LangFlow components to use:
  - Embedding component (all-MiniLM-L6-v2)
  - Vector Store Retriever (connected to S-06 vector store)
  - Prompt Template (classification prompt)
  - LLM component (Claude/GPT-4)
  - Output Parser (structured JSON)

Acceptance Criteria:
  AC-1: User message embedded via all-MiniLM-L6-v2 in LangFlow
  AC-2: Top-5 similar tickets retrieved from vector store
  AC-3: LLM classifies using retrieved context (not just keywords)
  AC-4: Output includes: request_type, capability_center, confidence_score
  AC-5: similar_tickets returned with RITM, summary, similarity score
  AC-6: Entities extracted from user message (site, quantities, etc.)
  AC-7: Classification accuracy >95% on 50-case test set
  AC-8: Total classification time <2 seconds end-to-end
  AC-9: Handles ambiguous requests (asks for clarification if confidence <0.6)
  AC-10: LangFlow flow tested and exported

Dependencies:  S-06 (vector store loaded), G-01 (Supervisor routes to this)
Test Data:     50 test messages covering all 5 request types


--------------------------------------------------------------------------------
STORY G-03: Build Clarity Agent - Smart Question Generator
--------------------------------------------------------------------------------

Story Name:     Build Clarity Agent - Missing Field Detection & Smart Questions
Epic:           Gold Layer - Multi-Agent System
Story Points:   8
Sprint:         Sprint 7
Priority:       Critical
Assignee:       [TBD - AI Engineer]
Labels:         gold, agent, clarity, questions, langflow, critical-path

Description:
As an AI engineer, I need to create the Clarity Agent in LangFlow that
identifies missing required fields based on the classified request type
and asks targeted, context-aware follow-up questions.

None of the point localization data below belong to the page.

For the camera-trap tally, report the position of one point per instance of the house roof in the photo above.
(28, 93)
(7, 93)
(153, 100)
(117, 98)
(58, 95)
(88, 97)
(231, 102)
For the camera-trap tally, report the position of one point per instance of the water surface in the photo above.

Required fields by request type:

  IntakeRequest:
    - site_id (4-digit, validated against known sites)
    - capability_center (Agile Demand / Approved Project Demand / etc.)
    - nexus_id (required for Agile and Approved Project)
    - business_problem (min 50 chars, natural language)
    - business_value (why this matters)

  NetworkRequest:
    - existing_intake_ritm (REQUIRED prerequisite — must exist)
    - network_type (LAN/WAN, Firewall MACD, Switch Config — multi-select)
    - cable_drops (number)
    - switch_names (optional, format validation)
    - network_zone (ICE or standard)

  IncidentRequest:
    - what_stopped_working (description)
    - when_it_broke (date/time)
    - who_is_affected (scope)
    - business_impact (urgency justification)

  AccessRequest:
    - application_name (e.g., "TS ENGAGE - PROD")
    - access_type (new account, modify, remove)
    - user_network_id

Smart defaults from similar tickets:
  - If Intent Classifier returned similar_tickets, extract likely values
  - Example: Jacksonville network ticket → suggest "ICE zone" and known switch names
  - Present as: "Based on similar projects at Jacksonville, this would typically
    be an ICE zone network with switches JAX-MDF-SW01. Can you confirm?"

Question behavior:
  - Ask ONE question at a time (not a form dump)
  - Accept substantive text responses (if user provides business problem when
    asked for site ID, extract both)
  - Validate responses (site_id must be 4 digits, RITM must match pattern)
  - Track collected vs missing fields in state

Acceptance Criteria:
  AC-1: Required field list defined per request type
  AC-2: Missing fields identified by comparing collected vs required
  AC-3: Questions asked one at a time
  AC-4: Smart defaults suggested from similar historical tickets
  AC-5: Accepts substantive text (extracts multiple fields from one response)
  AC-6: Input validation: site_id (4 digits), RITM (pattern match), etc.
  AC-7: State tracks collected_fields and missing_fields
  AC-8: Passes completed fields to specialized agent when all required gathered
  AC-9: Handles "I don't know" responses gracefully (mark as optional or explain why needed)
  AC-10: Works for all 4 request types

Dependencies:  G-02 (classification result provides request_type and similar_tickets)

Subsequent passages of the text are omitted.